Algunos domingos nos echamos sobre el césped, cuando hay sol, en un jardín público, rodeado de esculturas y damos de comer a los patos y a los gansos.
La única librería donde venden libros en español, recibe dos o tres títulos buenos de vez en cuando, mismos que yo espero con ansias y que me da un pretexto para entrar ocasionalmente a mirar. Ya no son los libros lo que me interesa, sino el sentimiento que me produce la expectación.
El mercado de flores, los viernes en la Plaza Mayor, me produce grandes instantes de inadvertida felicidad, como cuando encontramos unas manzanas gigantes y las compramos, tan sólo por tener manzanas como esas en las manos.
Una vez por semana, comemos en La vie est belle, un restaurante decorado con cientos de marionetas, barcos de madera a escala y una vitrina con los juguetes de latón de la infancia de Michel, el propietario.
Si los dibujos de El Bosco son monstruosos, también hay que entrar en los orificios de la ciudad, donde duermen los yonquis, que junto con los gatos vagabundos son los verdaderos dueños del basural. En pocas ciudades he visto una concentración de yonquis y trotamundos urbanos tan numerosa e insólita como en Mons. Pero a diferencia de los yonquis de otras partes del mundo, los de Mons son gente pacífica y amigable, a los que la sociedad respeta y mantiene sus vicios, tal vez, como agradecimiento por no ser unos delincuentes.

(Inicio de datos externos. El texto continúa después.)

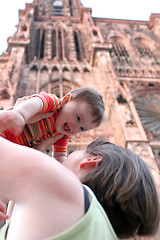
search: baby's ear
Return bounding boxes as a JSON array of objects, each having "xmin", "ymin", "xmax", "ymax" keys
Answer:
[{"xmin": 79, "ymin": 156, "xmax": 102, "ymax": 169}]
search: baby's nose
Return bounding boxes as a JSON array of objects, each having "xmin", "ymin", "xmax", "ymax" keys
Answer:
[{"xmin": 72, "ymin": 123, "xmax": 78, "ymax": 134}]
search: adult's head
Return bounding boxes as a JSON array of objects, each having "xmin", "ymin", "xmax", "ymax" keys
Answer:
[{"xmin": 64, "ymin": 139, "xmax": 160, "ymax": 238}]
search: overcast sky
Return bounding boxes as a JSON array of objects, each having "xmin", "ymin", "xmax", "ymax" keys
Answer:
[{"xmin": 0, "ymin": 0, "xmax": 160, "ymax": 54}]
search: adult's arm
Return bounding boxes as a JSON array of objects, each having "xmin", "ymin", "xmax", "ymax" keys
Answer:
[{"xmin": 0, "ymin": 138, "xmax": 84, "ymax": 240}]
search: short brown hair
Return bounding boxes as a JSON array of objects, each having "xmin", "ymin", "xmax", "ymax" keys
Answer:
[
  {"xmin": 81, "ymin": 139, "xmax": 160, "ymax": 238},
  {"xmin": 70, "ymin": 87, "xmax": 105, "ymax": 126}
]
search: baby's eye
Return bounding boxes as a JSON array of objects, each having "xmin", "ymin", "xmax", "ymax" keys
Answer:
[
  {"xmin": 80, "ymin": 127, "xmax": 84, "ymax": 132},
  {"xmin": 77, "ymin": 115, "xmax": 81, "ymax": 122}
]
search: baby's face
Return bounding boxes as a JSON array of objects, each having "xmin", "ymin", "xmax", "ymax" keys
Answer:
[{"xmin": 55, "ymin": 100, "xmax": 96, "ymax": 136}]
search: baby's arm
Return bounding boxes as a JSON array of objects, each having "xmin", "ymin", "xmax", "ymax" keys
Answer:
[
  {"xmin": 0, "ymin": 195, "xmax": 9, "ymax": 222},
  {"xmin": 4, "ymin": 97, "xmax": 43, "ymax": 134},
  {"xmin": 52, "ymin": 135, "xmax": 69, "ymax": 163}
]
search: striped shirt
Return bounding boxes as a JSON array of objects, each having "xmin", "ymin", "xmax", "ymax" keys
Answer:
[{"xmin": 0, "ymin": 92, "xmax": 72, "ymax": 152}]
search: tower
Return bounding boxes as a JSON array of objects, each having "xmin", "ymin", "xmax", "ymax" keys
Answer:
[{"xmin": 0, "ymin": 0, "xmax": 160, "ymax": 240}]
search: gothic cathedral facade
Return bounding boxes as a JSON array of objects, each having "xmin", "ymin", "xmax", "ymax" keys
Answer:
[{"xmin": 0, "ymin": 0, "xmax": 160, "ymax": 240}]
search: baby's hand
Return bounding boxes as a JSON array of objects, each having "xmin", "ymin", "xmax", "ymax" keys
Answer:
[
  {"xmin": 0, "ymin": 110, "xmax": 25, "ymax": 135},
  {"xmin": 0, "ymin": 200, "xmax": 8, "ymax": 221}
]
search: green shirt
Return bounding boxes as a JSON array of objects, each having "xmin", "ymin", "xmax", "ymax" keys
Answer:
[{"xmin": 45, "ymin": 186, "xmax": 118, "ymax": 240}]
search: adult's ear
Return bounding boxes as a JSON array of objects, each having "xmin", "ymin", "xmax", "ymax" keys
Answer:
[{"xmin": 79, "ymin": 156, "xmax": 102, "ymax": 169}]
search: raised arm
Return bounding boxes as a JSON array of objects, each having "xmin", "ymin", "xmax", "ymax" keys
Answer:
[{"xmin": 0, "ymin": 138, "xmax": 84, "ymax": 240}]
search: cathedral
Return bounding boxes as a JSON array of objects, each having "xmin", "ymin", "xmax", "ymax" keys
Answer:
[{"xmin": 0, "ymin": 0, "xmax": 160, "ymax": 240}]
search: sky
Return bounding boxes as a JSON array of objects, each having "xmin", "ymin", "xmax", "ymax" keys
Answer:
[{"xmin": 0, "ymin": 0, "xmax": 160, "ymax": 54}]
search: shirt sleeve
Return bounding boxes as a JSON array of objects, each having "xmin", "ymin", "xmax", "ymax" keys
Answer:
[
  {"xmin": 31, "ymin": 92, "xmax": 71, "ymax": 113},
  {"xmin": 52, "ymin": 136, "xmax": 70, "ymax": 154},
  {"xmin": 31, "ymin": 92, "xmax": 62, "ymax": 113}
]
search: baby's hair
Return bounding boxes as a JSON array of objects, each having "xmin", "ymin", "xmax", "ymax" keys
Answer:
[{"xmin": 70, "ymin": 87, "xmax": 105, "ymax": 127}]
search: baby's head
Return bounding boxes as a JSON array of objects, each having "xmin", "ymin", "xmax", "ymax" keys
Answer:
[
  {"xmin": 70, "ymin": 87, "xmax": 105, "ymax": 127},
  {"xmin": 55, "ymin": 87, "xmax": 105, "ymax": 136}
]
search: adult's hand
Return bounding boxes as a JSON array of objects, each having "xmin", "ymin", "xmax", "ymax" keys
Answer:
[
  {"xmin": 0, "ymin": 110, "xmax": 25, "ymax": 134},
  {"xmin": 34, "ymin": 133, "xmax": 64, "ymax": 152}
]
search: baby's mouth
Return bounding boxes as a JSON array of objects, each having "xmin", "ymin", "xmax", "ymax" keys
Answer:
[{"xmin": 64, "ymin": 122, "xmax": 70, "ymax": 132}]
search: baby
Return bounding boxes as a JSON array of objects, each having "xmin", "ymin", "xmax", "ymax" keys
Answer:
[{"xmin": 0, "ymin": 87, "xmax": 105, "ymax": 162}]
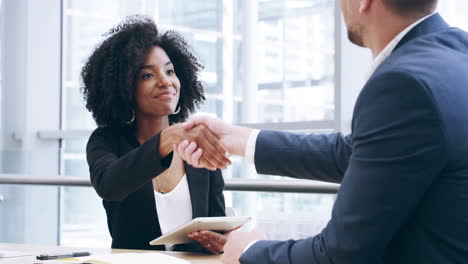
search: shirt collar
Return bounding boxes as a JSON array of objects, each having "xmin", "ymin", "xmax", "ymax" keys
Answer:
[{"xmin": 365, "ymin": 13, "xmax": 435, "ymax": 81}]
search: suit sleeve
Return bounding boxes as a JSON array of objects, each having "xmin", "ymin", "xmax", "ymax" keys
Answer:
[
  {"xmin": 241, "ymin": 72, "xmax": 447, "ymax": 264},
  {"xmin": 86, "ymin": 128, "xmax": 164, "ymax": 201},
  {"xmin": 208, "ymin": 169, "xmax": 226, "ymax": 216},
  {"xmin": 255, "ymin": 131, "xmax": 351, "ymax": 183}
]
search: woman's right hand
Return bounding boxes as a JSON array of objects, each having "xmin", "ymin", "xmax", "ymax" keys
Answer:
[{"xmin": 159, "ymin": 124, "xmax": 231, "ymax": 171}]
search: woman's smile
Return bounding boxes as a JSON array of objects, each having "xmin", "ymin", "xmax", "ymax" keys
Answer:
[{"xmin": 153, "ymin": 90, "xmax": 176, "ymax": 100}]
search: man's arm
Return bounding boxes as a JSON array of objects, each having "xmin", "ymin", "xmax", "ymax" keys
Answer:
[
  {"xmin": 240, "ymin": 72, "xmax": 447, "ymax": 264},
  {"xmin": 178, "ymin": 116, "xmax": 351, "ymax": 182},
  {"xmin": 255, "ymin": 131, "xmax": 351, "ymax": 183}
]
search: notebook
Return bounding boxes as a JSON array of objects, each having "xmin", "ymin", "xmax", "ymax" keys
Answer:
[{"xmin": 35, "ymin": 252, "xmax": 190, "ymax": 264}]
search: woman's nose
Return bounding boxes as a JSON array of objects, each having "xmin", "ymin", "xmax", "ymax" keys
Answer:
[{"xmin": 158, "ymin": 75, "xmax": 171, "ymax": 87}]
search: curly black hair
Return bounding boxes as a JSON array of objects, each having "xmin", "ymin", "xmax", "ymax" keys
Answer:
[{"xmin": 81, "ymin": 15, "xmax": 205, "ymax": 127}]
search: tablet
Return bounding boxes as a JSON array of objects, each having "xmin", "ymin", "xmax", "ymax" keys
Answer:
[
  {"xmin": 0, "ymin": 250, "xmax": 32, "ymax": 259},
  {"xmin": 150, "ymin": 216, "xmax": 251, "ymax": 246}
]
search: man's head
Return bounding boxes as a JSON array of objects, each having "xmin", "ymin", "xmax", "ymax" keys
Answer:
[{"xmin": 340, "ymin": 0, "xmax": 438, "ymax": 47}]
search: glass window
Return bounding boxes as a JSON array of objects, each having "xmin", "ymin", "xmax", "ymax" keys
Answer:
[
  {"xmin": 61, "ymin": 0, "xmax": 336, "ymax": 247},
  {"xmin": 439, "ymin": 0, "xmax": 468, "ymax": 30}
]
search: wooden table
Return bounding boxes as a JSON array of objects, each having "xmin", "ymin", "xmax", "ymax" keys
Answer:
[{"xmin": 0, "ymin": 243, "xmax": 221, "ymax": 264}]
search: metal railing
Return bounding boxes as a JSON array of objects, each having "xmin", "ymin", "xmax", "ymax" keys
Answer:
[{"xmin": 0, "ymin": 174, "xmax": 339, "ymax": 194}]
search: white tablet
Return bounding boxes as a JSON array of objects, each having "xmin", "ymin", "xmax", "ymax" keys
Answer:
[
  {"xmin": 0, "ymin": 250, "xmax": 32, "ymax": 258},
  {"xmin": 150, "ymin": 216, "xmax": 251, "ymax": 246}
]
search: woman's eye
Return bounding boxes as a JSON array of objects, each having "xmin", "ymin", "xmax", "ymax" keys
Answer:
[{"xmin": 142, "ymin": 73, "xmax": 153, "ymax": 79}]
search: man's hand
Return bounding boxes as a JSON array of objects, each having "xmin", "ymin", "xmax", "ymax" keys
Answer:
[
  {"xmin": 176, "ymin": 116, "xmax": 252, "ymax": 168},
  {"xmin": 159, "ymin": 124, "xmax": 231, "ymax": 170},
  {"xmin": 221, "ymin": 230, "xmax": 265, "ymax": 264}
]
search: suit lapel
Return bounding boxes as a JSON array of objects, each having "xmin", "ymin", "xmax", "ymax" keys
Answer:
[
  {"xmin": 184, "ymin": 162, "xmax": 210, "ymax": 218},
  {"xmin": 393, "ymin": 14, "xmax": 449, "ymax": 52}
]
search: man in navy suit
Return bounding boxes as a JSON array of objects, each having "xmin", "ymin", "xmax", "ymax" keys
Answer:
[{"xmin": 178, "ymin": 0, "xmax": 468, "ymax": 264}]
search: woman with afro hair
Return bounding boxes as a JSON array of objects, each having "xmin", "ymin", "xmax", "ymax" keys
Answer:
[{"xmin": 81, "ymin": 16, "xmax": 230, "ymax": 253}]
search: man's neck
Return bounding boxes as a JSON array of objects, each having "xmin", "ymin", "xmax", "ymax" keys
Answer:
[{"xmin": 365, "ymin": 12, "xmax": 432, "ymax": 58}]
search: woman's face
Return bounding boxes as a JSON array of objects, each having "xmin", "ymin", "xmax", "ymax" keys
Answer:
[{"xmin": 135, "ymin": 46, "xmax": 180, "ymax": 117}]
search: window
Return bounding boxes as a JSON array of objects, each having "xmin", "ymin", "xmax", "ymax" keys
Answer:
[{"xmin": 61, "ymin": 0, "xmax": 336, "ymax": 246}]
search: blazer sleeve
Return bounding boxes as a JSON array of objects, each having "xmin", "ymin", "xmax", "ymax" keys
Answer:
[
  {"xmin": 208, "ymin": 169, "xmax": 226, "ymax": 216},
  {"xmin": 86, "ymin": 128, "xmax": 164, "ymax": 201},
  {"xmin": 241, "ymin": 72, "xmax": 447, "ymax": 264},
  {"xmin": 255, "ymin": 131, "xmax": 351, "ymax": 183}
]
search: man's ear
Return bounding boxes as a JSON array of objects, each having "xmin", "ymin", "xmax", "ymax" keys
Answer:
[{"xmin": 359, "ymin": 0, "xmax": 374, "ymax": 14}]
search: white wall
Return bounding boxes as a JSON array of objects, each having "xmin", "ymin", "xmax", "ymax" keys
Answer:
[{"xmin": 0, "ymin": 0, "xmax": 61, "ymax": 244}]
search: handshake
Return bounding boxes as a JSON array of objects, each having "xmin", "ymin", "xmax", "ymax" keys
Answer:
[{"xmin": 159, "ymin": 116, "xmax": 252, "ymax": 170}]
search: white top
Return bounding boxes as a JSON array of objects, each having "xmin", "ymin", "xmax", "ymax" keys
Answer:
[
  {"xmin": 243, "ymin": 13, "xmax": 435, "ymax": 252},
  {"xmin": 154, "ymin": 174, "xmax": 193, "ymax": 251}
]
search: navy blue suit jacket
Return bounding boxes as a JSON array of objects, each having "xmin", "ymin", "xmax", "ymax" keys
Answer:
[
  {"xmin": 86, "ymin": 127, "xmax": 226, "ymax": 252},
  {"xmin": 241, "ymin": 14, "xmax": 468, "ymax": 264}
]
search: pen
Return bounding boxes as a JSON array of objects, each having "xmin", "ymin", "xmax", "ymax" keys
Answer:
[{"xmin": 36, "ymin": 252, "xmax": 90, "ymax": 260}]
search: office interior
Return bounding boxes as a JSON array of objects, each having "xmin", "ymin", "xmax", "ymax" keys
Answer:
[{"xmin": 0, "ymin": 0, "xmax": 468, "ymax": 248}]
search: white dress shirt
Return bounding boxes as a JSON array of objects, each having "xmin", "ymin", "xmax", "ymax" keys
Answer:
[
  {"xmin": 243, "ymin": 13, "xmax": 435, "ymax": 255},
  {"xmin": 154, "ymin": 174, "xmax": 193, "ymax": 251}
]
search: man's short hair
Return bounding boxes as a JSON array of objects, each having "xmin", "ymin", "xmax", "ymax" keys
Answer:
[{"xmin": 382, "ymin": 0, "xmax": 438, "ymax": 15}]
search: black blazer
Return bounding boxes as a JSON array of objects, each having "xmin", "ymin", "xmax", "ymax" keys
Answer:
[{"xmin": 86, "ymin": 127, "xmax": 229, "ymax": 252}]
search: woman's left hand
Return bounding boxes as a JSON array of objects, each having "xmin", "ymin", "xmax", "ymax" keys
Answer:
[{"xmin": 188, "ymin": 230, "xmax": 229, "ymax": 254}]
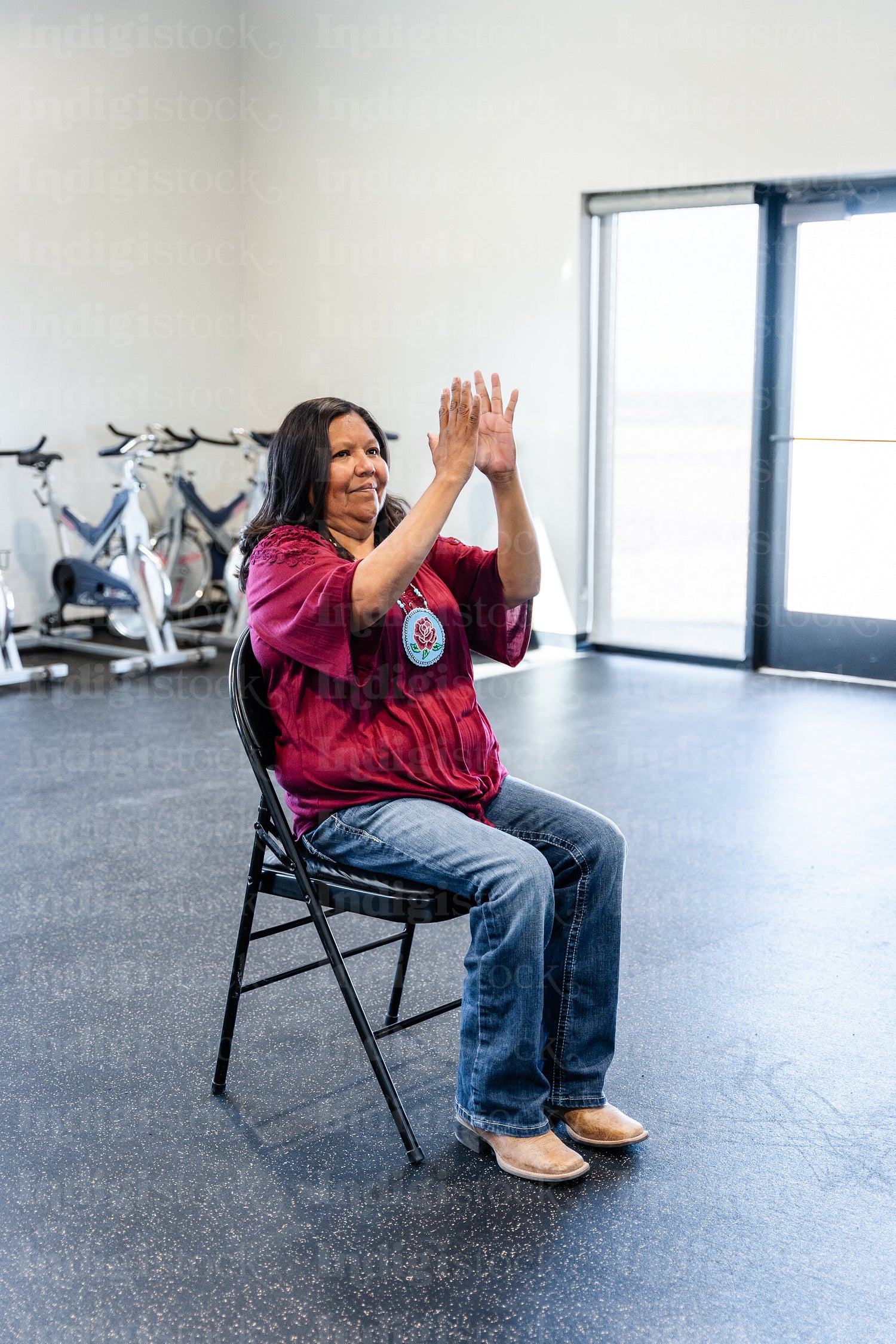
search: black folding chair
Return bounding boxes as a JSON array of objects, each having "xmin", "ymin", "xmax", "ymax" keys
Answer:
[{"xmin": 212, "ymin": 630, "xmax": 473, "ymax": 1165}]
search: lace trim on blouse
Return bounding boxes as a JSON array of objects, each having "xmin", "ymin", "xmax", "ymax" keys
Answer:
[{"xmin": 248, "ymin": 523, "xmax": 335, "ymax": 569}]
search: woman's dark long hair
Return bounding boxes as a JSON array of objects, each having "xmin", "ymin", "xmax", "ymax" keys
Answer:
[{"xmin": 239, "ymin": 397, "xmax": 407, "ymax": 591}]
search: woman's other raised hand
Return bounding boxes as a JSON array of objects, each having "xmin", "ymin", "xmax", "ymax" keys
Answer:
[
  {"xmin": 427, "ymin": 378, "xmax": 481, "ymax": 487},
  {"xmin": 473, "ymin": 369, "xmax": 520, "ymax": 480}
]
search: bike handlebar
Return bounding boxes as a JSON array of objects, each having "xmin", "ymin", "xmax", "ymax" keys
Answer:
[
  {"xmin": 103, "ymin": 422, "xmax": 199, "ymax": 457},
  {"xmin": 189, "ymin": 426, "xmax": 274, "ymax": 447},
  {"xmin": 0, "ymin": 434, "xmax": 48, "ymax": 461},
  {"xmin": 189, "ymin": 425, "xmax": 239, "ymax": 447}
]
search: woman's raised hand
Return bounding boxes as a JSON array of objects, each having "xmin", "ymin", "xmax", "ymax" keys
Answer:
[
  {"xmin": 427, "ymin": 378, "xmax": 481, "ymax": 485},
  {"xmin": 474, "ymin": 369, "xmax": 520, "ymax": 480}
]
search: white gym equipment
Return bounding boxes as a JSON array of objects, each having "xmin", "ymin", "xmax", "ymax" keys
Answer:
[{"xmin": 11, "ymin": 434, "xmax": 215, "ymax": 677}]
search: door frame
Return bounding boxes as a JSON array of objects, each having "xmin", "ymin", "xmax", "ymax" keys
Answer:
[{"xmin": 583, "ymin": 175, "xmax": 896, "ymax": 682}]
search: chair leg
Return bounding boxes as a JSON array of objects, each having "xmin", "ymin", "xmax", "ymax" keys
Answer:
[
  {"xmin": 211, "ymin": 808, "xmax": 268, "ymax": 1097},
  {"xmin": 308, "ymin": 883, "xmax": 423, "ymax": 1167},
  {"xmin": 383, "ymin": 925, "xmax": 415, "ymax": 1027}
]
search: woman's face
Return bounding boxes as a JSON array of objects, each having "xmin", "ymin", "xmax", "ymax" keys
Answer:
[{"xmin": 324, "ymin": 412, "xmax": 388, "ymax": 541}]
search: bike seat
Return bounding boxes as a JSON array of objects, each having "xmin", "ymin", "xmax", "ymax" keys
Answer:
[
  {"xmin": 16, "ymin": 447, "xmax": 62, "ymax": 469},
  {"xmin": 62, "ymin": 490, "xmax": 128, "ymax": 546},
  {"xmin": 180, "ymin": 478, "xmax": 246, "ymax": 527}
]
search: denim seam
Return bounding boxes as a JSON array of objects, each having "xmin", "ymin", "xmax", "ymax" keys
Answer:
[
  {"xmin": 470, "ymin": 901, "xmax": 493, "ymax": 1105},
  {"xmin": 454, "ymin": 1105, "xmax": 551, "ymax": 1139},
  {"xmin": 501, "ymin": 827, "xmax": 591, "ymax": 1097}
]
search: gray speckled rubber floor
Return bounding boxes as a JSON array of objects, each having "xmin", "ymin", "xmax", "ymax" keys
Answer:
[{"xmin": 0, "ymin": 656, "xmax": 896, "ymax": 1344}]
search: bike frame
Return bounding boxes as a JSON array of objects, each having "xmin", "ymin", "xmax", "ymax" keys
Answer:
[{"xmin": 22, "ymin": 434, "xmax": 215, "ymax": 676}]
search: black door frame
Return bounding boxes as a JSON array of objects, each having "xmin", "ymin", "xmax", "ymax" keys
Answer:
[
  {"xmin": 747, "ymin": 179, "xmax": 896, "ymax": 682},
  {"xmin": 581, "ymin": 175, "xmax": 896, "ymax": 682}
]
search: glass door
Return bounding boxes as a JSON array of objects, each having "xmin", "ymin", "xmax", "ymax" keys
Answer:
[
  {"xmin": 591, "ymin": 199, "xmax": 759, "ymax": 661},
  {"xmin": 766, "ymin": 207, "xmax": 896, "ymax": 680}
]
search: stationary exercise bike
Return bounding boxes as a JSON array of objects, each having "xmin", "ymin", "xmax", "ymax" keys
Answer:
[
  {"xmin": 121, "ymin": 425, "xmax": 268, "ymax": 621},
  {"xmin": 19, "ymin": 434, "xmax": 215, "ymax": 676},
  {"xmin": 137, "ymin": 425, "xmax": 271, "ymax": 648},
  {"xmin": 0, "ymin": 434, "xmax": 69, "ymax": 687}
]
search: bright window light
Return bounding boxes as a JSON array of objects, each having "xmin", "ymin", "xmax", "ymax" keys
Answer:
[
  {"xmin": 609, "ymin": 205, "xmax": 759, "ymax": 659},
  {"xmin": 787, "ymin": 214, "xmax": 896, "ymax": 621}
]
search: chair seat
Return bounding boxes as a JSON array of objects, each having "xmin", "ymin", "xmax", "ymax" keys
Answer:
[{"xmin": 260, "ymin": 854, "xmax": 475, "ymax": 923}]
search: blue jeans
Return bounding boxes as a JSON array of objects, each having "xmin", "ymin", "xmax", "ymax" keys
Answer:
[{"xmin": 303, "ymin": 777, "xmax": 626, "ymax": 1137}]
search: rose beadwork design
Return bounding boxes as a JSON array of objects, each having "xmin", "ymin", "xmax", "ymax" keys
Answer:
[
  {"xmin": 414, "ymin": 616, "xmax": 439, "ymax": 653},
  {"xmin": 401, "ymin": 607, "xmax": 444, "ymax": 668}
]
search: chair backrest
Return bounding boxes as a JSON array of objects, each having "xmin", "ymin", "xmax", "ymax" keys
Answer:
[{"xmin": 230, "ymin": 629, "xmax": 277, "ymax": 774}]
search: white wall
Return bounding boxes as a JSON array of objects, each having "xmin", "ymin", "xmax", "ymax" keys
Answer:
[
  {"xmin": 238, "ymin": 0, "xmax": 896, "ymax": 629},
  {"xmin": 0, "ymin": 0, "xmax": 896, "ymax": 628},
  {"xmin": 0, "ymin": 0, "xmax": 254, "ymax": 619}
]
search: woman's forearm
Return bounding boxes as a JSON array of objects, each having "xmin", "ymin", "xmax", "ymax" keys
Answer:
[
  {"xmin": 492, "ymin": 468, "xmax": 541, "ymax": 606},
  {"xmin": 352, "ymin": 476, "xmax": 465, "ymax": 633}
]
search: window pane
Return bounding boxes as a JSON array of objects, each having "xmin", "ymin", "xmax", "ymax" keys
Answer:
[
  {"xmin": 609, "ymin": 205, "xmax": 759, "ymax": 659},
  {"xmin": 787, "ymin": 215, "xmax": 896, "ymax": 621}
]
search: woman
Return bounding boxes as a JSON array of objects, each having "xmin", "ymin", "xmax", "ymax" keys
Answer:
[{"xmin": 243, "ymin": 371, "xmax": 648, "ymax": 1182}]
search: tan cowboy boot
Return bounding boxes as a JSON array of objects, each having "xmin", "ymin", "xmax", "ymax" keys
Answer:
[
  {"xmin": 563, "ymin": 1102, "xmax": 648, "ymax": 1148},
  {"xmin": 454, "ymin": 1119, "xmax": 590, "ymax": 1183}
]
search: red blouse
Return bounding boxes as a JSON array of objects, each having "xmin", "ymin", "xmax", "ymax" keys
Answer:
[{"xmin": 246, "ymin": 526, "xmax": 532, "ymax": 836}]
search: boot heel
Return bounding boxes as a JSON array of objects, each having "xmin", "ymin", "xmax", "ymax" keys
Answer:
[{"xmin": 454, "ymin": 1119, "xmax": 492, "ymax": 1157}]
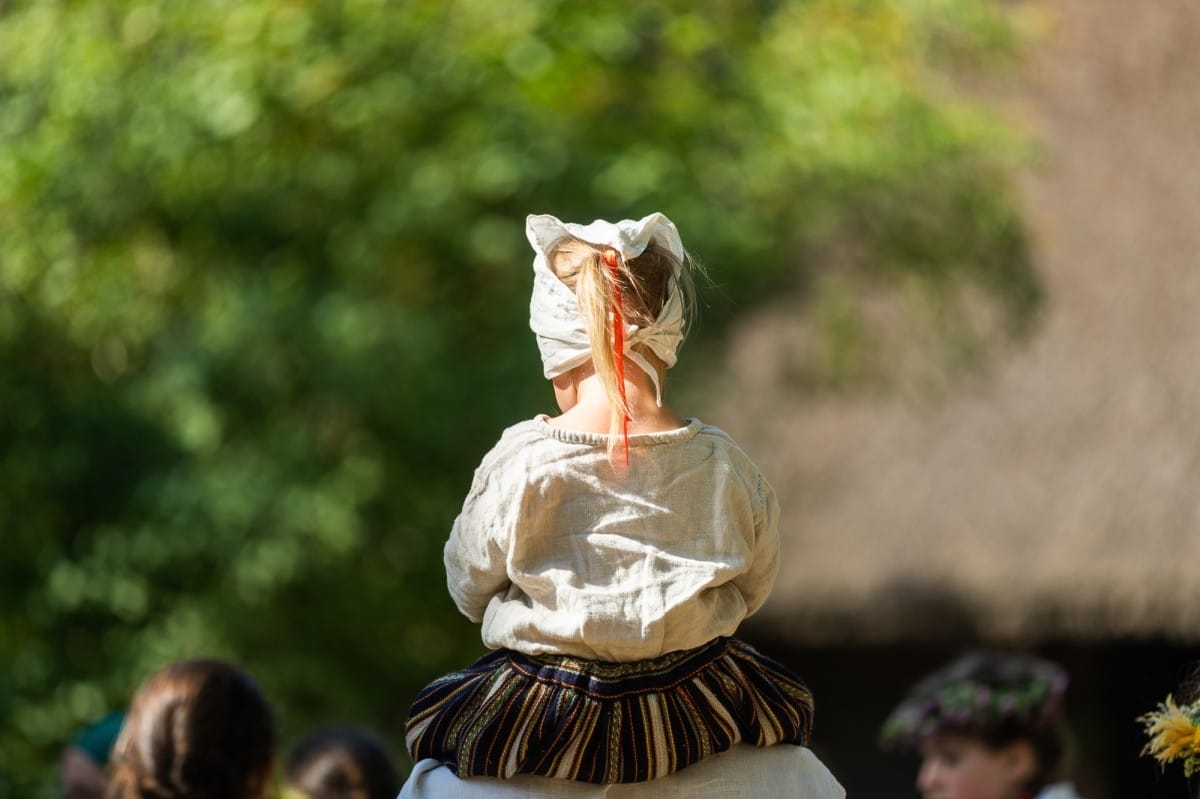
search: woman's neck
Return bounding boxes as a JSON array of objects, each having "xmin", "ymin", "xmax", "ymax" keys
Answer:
[{"xmin": 550, "ymin": 368, "xmax": 685, "ymax": 435}]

Sólo ellos conocen el espíritu de la noche y han tomado algunos rincones; duermen en estacionamientos públicos, beben y piden dinero dentro de los cajeros automáticos o en algunas esquinas, llevan perros, bailan cuando hay música, ríen a carcajadas y a veces se golpean y se vuelven a reconciliar; comparten a sus novias y han llegado a formar una fraternidad. Thierry es un vagabundo solitario al que no le gusta meterse con los demás. Roland —o Van Gogh, por su parecido con el artista—, se mezcla con todos los grupos, es algo así como el alma de la fiesta. Hace algunos meses uno de ellos, con facha de punk, murió de una infección del oído que no le fue tratada y los demás le lloraron yonquis le lloraron largo tiempo. Otro, contagiado de tuberculosis, desapareció durante una temporada que pasó en el hospital, pero ya ha vuelto a las andadas. Suelo saludar a estos personajes y, de vez en cuánto, hablo con ellos o les hago alguna fotografía. No puedo imaginar a Mons sin ellos, sería como una casa sin la alegría y el caos de los niños.
Con el tiempo, voy aprendiendo a leer las calles de Mons como se leen algunos libros fragmentarios —la naturaleza de cualquier ciudad es la de estar hecha de piezas sueltas, como en los puzzles— y hago un intento por interpretarlas. El espacio urbano es el lugar de la experiencia cotidiana, el sitio donde se mueve el presente y donde se proyecta el futuro.
Estoy ligado a esta ciudad, he participado en su vida; aquí he dejado muchas de mis huellas.